Llegas a un evento profesional. Recoges la acreditación, entras en la sala y haces lo que haría cualquier adulto independiente, seguro de sí mismo y perfectamente capaz de relacionarse con desconocidos: sacas el móvil.
No tienes ningún mensaje urgente. Tampoco necesitas consultar el correo. Pero ahí estás, revisando por tercera vez algo que podrías haber revisado mañana. A unos metros hay grupos conversando. Reconoces alguna cara de LinkedIn, ves a alguien con quien quizá tendría sentido hablar y decides que ya surgirá el momento.
Entonces aparece alguien conocido. Salvación.
Pasas veinte minutos hablando con esa persona, entras en la primera ponencia y, al terminar el día, vuelves a casa pensando que el evento ha estado bastante bien. Has aprendido algunas cosas, has saludado a gente y tienes un par de contactos nuevos. Objetivo cumplido. Aunque, si alguien te preguntara qué relación profesional nueva has iniciado, la respuesta necesitaría algo más de elaboración.

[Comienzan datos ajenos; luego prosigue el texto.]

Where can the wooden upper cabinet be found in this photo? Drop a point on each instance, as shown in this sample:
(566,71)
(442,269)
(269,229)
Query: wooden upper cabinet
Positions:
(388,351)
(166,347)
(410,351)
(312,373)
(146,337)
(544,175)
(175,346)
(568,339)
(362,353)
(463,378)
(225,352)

Para quien trabaja por su cuenta, esta escena tiene más importancia de la que parece. Un profesional libre no dispone de una organización que genere automáticamente relaciones a su alrededor. No hay compañeros de otros departamentos, proveedores que pasan por la oficina ni una estructura comercial abriendo puertas constantemente.

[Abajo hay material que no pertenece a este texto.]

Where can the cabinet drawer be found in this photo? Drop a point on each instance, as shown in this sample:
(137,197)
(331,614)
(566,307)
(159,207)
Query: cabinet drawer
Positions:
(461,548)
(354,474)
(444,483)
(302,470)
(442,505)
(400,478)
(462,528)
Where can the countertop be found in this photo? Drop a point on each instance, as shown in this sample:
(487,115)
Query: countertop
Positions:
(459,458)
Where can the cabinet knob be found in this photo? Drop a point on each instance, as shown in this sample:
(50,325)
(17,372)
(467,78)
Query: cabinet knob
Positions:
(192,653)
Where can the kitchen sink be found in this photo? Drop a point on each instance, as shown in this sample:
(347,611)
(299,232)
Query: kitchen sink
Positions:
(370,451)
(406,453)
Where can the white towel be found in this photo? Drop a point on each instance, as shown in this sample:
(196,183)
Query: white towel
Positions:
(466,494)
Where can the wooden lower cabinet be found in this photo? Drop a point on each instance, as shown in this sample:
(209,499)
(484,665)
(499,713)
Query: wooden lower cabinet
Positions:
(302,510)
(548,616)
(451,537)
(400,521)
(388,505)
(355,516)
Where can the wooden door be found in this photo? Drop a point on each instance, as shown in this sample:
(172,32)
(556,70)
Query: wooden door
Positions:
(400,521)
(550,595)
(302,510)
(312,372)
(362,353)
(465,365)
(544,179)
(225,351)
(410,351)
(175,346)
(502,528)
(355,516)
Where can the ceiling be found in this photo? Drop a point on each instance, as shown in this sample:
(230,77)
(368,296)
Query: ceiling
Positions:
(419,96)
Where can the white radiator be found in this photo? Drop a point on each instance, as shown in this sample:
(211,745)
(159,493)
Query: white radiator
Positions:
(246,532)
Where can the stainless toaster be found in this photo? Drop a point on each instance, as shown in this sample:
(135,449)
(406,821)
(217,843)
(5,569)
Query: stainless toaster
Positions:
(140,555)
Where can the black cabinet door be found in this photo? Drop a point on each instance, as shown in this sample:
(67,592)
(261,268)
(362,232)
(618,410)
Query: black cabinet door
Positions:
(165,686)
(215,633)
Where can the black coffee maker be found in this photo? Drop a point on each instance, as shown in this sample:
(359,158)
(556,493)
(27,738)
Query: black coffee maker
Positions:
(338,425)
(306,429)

Cuando trabajas por tu cuenta, tu red de relaciones forma parte de tu infraestructura profesional.
Y eso cambia bastante la manera de entender los eventos.
El networking no consiste en conseguir contactos
Durante años hemos conseguido convertir el networking en una actividad bastante poco atractiva. La propia palabra evoca salas llenas de personas intercambiando tarjetas mientras intentan averiguar, con admirable discreción, qué puede hacer el otro por ellas.
El problema está en empezar por el resultado.
Un contacto es un nombre, un teléfono o un perfil de LinkedIn. Una relación es otra cosa. Existe cuando dos personas se conocen suficientemente como para recordar qué hace la otra, confiar en su criterio y pensar en ella cuando aparece una oportunidad.
Los contactos se consiguen en una tarde. Las relaciones profesionales se construyen con tiempo.
Para un profesional independiente, esa diferencia es fundamental. Un cliente puede llegar por una recomendación. Un proyecto paralelo puede encontrar un colaborador. Alguien puede invitarte a participar en una iniciativa, recomendarte como especialista o mencionarte en una conversación en la que tú ni siquiera estás presente.
Muchas de las mejores oportunidades profesionales funcionan así. No llegan mediante una brillante maniobra comercial. Llegan porque alguien se acuerda de ti.
Tu red empieza a trabajar de verdad cuando alguien piensa en ti sin que estés delante.
No vayas a eventos: ve a mantener conversaciones
Uno de los errores más habituales consiste en decidir asistir a un evento y dejar todo lo demás a la improvisación.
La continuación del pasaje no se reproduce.